Goldman Sachs chief financial officer David Viniar was keen to demonstrate a degree of humility when peppered with questions on compensation, with the latest government figures showing US unemployment hovering just below 10 percent — the highest in 26 years.
“We are very focused on what is going on in the world,” Viniar insisted on Thursday. “We are focused on the economic climate. We are focused on what is going on with other people.”
Wall Street is “mocking” the American people with their expected record bonuses, said Robert Weissman, president of the nonprofit consumer advocacy group Public Citizen.
The firms that would have imploded without government bailouts are offering the bonuses after “resuming exactly the same speculative gambling … that crashed the financial system in the first place,” he said.
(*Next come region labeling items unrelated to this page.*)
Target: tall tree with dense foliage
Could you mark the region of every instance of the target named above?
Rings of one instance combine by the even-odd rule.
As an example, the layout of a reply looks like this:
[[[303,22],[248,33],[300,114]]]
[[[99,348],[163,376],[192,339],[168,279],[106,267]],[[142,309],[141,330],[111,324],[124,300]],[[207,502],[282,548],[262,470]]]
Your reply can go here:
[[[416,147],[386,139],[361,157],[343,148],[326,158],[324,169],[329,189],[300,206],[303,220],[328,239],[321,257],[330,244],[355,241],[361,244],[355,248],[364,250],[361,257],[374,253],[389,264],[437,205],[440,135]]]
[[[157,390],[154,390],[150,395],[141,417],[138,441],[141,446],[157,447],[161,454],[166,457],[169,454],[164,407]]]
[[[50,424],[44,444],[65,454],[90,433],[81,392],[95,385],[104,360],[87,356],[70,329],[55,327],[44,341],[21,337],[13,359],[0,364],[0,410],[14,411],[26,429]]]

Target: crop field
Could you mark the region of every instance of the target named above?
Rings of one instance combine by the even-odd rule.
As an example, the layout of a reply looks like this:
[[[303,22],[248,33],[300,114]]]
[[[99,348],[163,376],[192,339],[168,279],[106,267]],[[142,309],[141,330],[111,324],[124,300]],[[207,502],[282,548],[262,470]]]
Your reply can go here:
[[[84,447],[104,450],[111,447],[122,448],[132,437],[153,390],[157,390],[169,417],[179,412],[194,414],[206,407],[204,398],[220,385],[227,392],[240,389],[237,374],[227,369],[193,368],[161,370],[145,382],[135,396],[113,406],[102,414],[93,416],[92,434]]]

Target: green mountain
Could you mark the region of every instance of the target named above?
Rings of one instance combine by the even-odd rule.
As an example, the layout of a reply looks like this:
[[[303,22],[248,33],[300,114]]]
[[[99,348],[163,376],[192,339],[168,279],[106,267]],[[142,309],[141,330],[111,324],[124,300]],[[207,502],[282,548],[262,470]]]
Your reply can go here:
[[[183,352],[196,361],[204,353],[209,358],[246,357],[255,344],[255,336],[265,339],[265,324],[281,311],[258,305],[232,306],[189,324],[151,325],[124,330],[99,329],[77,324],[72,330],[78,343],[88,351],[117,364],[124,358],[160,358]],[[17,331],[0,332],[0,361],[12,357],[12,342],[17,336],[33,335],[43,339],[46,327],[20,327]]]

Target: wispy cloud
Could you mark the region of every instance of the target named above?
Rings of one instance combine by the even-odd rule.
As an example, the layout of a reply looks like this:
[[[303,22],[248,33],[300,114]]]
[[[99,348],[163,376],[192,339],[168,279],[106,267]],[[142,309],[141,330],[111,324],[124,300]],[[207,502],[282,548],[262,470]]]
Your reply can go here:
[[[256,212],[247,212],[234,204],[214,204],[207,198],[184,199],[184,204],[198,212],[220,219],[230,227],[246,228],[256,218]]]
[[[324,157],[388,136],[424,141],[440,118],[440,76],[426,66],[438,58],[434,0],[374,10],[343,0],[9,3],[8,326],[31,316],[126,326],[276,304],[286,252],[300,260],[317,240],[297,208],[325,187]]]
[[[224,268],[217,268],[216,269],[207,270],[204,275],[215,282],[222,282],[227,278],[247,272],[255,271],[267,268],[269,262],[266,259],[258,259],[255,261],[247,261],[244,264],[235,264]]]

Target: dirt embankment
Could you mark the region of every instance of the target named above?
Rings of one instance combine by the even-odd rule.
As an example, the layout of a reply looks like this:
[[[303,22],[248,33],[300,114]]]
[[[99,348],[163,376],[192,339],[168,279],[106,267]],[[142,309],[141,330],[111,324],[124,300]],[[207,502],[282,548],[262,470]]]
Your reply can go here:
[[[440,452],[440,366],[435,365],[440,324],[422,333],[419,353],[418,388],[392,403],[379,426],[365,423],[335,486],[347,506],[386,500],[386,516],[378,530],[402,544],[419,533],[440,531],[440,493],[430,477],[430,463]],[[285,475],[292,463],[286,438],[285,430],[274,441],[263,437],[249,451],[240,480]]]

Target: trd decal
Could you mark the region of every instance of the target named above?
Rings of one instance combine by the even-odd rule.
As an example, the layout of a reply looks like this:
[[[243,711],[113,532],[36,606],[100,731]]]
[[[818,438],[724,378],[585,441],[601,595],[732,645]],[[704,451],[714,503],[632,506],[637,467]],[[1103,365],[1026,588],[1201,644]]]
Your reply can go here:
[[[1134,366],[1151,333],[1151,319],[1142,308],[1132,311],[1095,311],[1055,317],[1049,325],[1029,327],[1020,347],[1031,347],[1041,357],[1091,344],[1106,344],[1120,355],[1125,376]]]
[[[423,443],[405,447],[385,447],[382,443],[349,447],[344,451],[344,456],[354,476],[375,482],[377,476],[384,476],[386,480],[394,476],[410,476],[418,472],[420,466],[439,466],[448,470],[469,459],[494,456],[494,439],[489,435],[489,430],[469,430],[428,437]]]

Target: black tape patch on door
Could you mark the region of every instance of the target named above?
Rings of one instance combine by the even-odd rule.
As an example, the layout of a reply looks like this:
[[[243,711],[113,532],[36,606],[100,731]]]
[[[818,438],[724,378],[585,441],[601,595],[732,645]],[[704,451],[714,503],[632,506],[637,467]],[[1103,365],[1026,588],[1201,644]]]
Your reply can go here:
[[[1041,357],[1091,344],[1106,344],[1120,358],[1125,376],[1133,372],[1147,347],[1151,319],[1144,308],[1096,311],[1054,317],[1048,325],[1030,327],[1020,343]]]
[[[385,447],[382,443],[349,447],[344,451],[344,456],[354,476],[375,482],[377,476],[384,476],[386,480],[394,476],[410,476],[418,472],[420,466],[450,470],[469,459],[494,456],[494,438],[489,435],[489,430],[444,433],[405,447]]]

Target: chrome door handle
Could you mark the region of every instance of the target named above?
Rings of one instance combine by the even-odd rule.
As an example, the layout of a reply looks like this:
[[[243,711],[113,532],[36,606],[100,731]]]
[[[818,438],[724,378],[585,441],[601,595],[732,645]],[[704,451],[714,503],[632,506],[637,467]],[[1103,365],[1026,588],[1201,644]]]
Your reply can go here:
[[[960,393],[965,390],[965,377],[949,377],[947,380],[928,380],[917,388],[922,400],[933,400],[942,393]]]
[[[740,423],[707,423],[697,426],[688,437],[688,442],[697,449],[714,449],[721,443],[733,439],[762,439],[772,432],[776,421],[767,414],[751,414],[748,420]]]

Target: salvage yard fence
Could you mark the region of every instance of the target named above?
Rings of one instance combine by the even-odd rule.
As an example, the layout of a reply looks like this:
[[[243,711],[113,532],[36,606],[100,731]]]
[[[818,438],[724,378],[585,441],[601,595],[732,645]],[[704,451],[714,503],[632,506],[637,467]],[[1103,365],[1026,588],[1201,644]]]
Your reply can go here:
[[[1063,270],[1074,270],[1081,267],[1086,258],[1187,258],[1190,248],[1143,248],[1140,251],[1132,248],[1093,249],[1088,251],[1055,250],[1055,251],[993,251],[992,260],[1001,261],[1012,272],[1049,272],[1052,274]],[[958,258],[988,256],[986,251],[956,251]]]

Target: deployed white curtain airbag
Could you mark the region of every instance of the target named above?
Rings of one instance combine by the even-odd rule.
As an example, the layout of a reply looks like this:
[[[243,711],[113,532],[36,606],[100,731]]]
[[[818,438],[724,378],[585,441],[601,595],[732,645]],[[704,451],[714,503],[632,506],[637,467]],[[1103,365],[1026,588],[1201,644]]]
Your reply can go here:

A week after taking office on Jan. 20, Obama rebuked Wall Street titans who raked in millions in bonuses while being bailed out by taxpayers as “shameful” and guilty of acute “irresponsibility.”
The sentiments were echoed throughout the administration as wider disgust became evident with public protests erupting in the following months — notably over compensation to staff of insurance giant AIG, a bailout recipient.
White House National Economic Council chief Lawrence Summers said at the time that “what taxpayers are being forced to do is outrageous.”
Future high-level government indignation appears unlikely without some serious prodding, Weissman said.
“The outrage on the political side is contingent on the outrage on the public side,” he said, lamenting that lawmakers “only get worked up when someone tells them to.”
It is “obvious that the public hysteria has diminished,” Weissman said.
“It’s hard for people to get quite as angry and quite as moved if it keeps happening,” he said.
Financial industry insider Don Lindner, executive compensation chief at the nonprofit human resources group Worldat Work, pointed to a worrisome trend with a company like Goldman Sachs that is “fairing well in a very difficult economy … is getting criticized for the way [it is] paying.”
How such firms compensate their workforce, he insisted, “is one of the reasons they have all the best people, and they are doing so well.”
If the government goes too far in trying to put brakes on bonus payments, he said, it will stifle innovation because financial firms will not be able to retain personnel.
“Imposing strict rules on how you can pay people is a very slippery slope because in [this industry], such a move could be devastating,” Lindner said.
But since it was “overreacting” in its criticism of Wall Street at the beginning of the year, the administration has much been “much more thoughtful and careful, and backed off the idea of hard caps on compensation,” he said.